He texted the two photos he’d taken to his business partner, Luo Qingyang, along with a simple message.
I found him. Verify that the person he is with is Wen Ning, from Qishan. Do not inform Jin Zixuan.
There was no hesitation before her reply came back with a thumbs up, as expected. She had been friends with Jin Zixuan back in school, but it hadn’t saved her from getting fired from Jin Corporation when her friend’s father had sexually harassed her and she’d had the temerity to file a complaint about it.
Jin Guangshan had used his influence to have her blackballed from the industry.
Jin Zixuan had been upset about it, but he hadn’t been able to stop it from happening. Lan Wangji had been in the process of trying to get her an interview at Lan Enterprises just around the time that his uncle began talking about arranging a marriage for him. Luo Qingyang had been wise and wary enough to tell him that he should make sure he had his money in a separate account outside of the bank his uncle used before he turned his uncle down completely.
Lan Wangji had thought she was being paranoid, but he respected her enough to listen.

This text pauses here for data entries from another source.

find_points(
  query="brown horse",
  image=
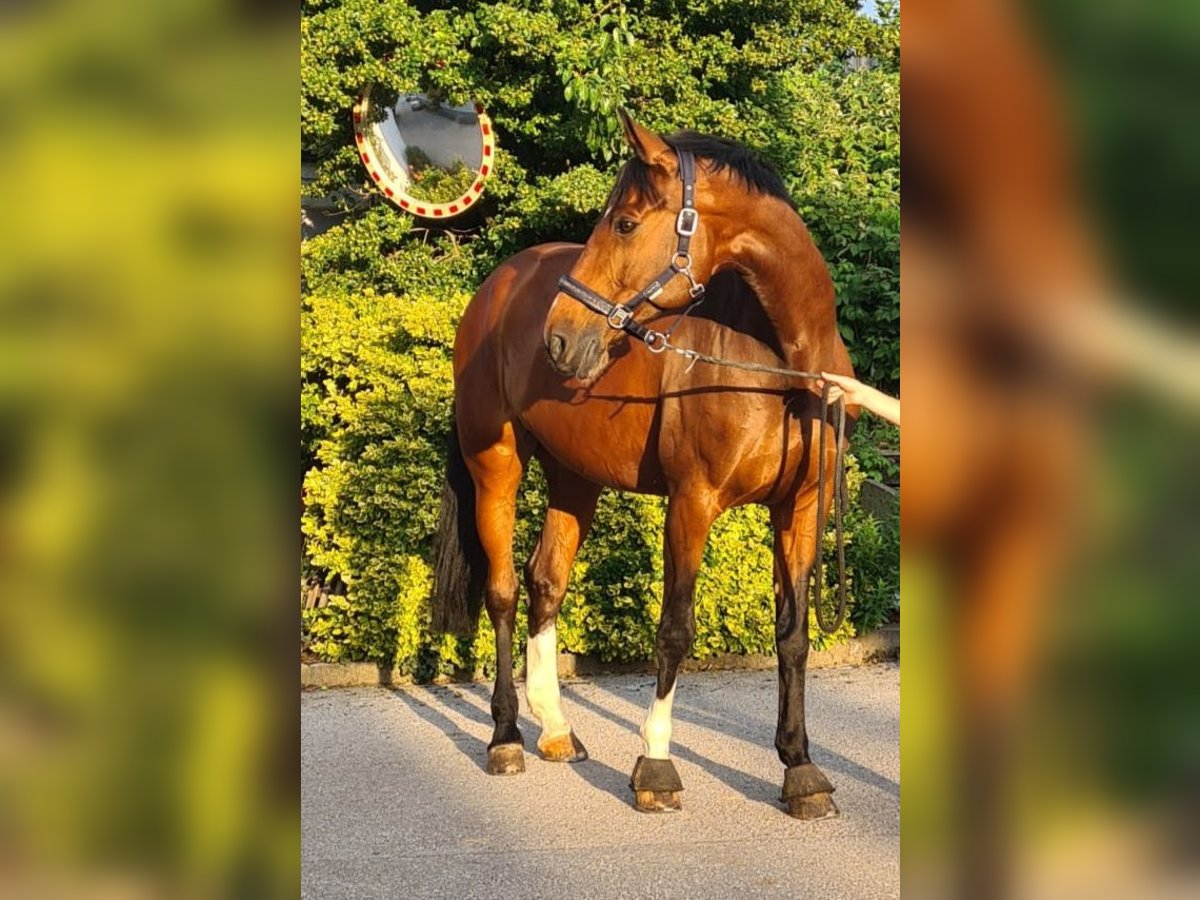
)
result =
(544, 373)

It was a good thing he had, or his expulsion from the family would have been much more problematic. It wouldn’t have changed his response, but it would have meant that dressing in cheap clothing and delivering food would have been his actual career rather than his disguise.
He looked up as Wei Wuxian and Wen Ning walked out of the Captain George coffee shop, Wei Wuxian carrying two large coffees with him. Based on their conversation, it sounded like both were for himself, though he was trying to finish one before they got back to where they had come from.
Lan Wangji waited until they were almost a block away before starting his motorcycle and following them.
The traffic meant that he didn’t need to try very hard to not overtake them. He hadn’t been able to find out where Wei Wuxian was living or working, only that he was making purchases in the area. The implications of that made him even warier about what his association with the Wen were.
He followed them for four blocks before watching them disappear into one of the more run-down apartment buildings in the area. He memorized the address, then drove to the hotel to call Luo Qingyang where their conversation could not be overheard.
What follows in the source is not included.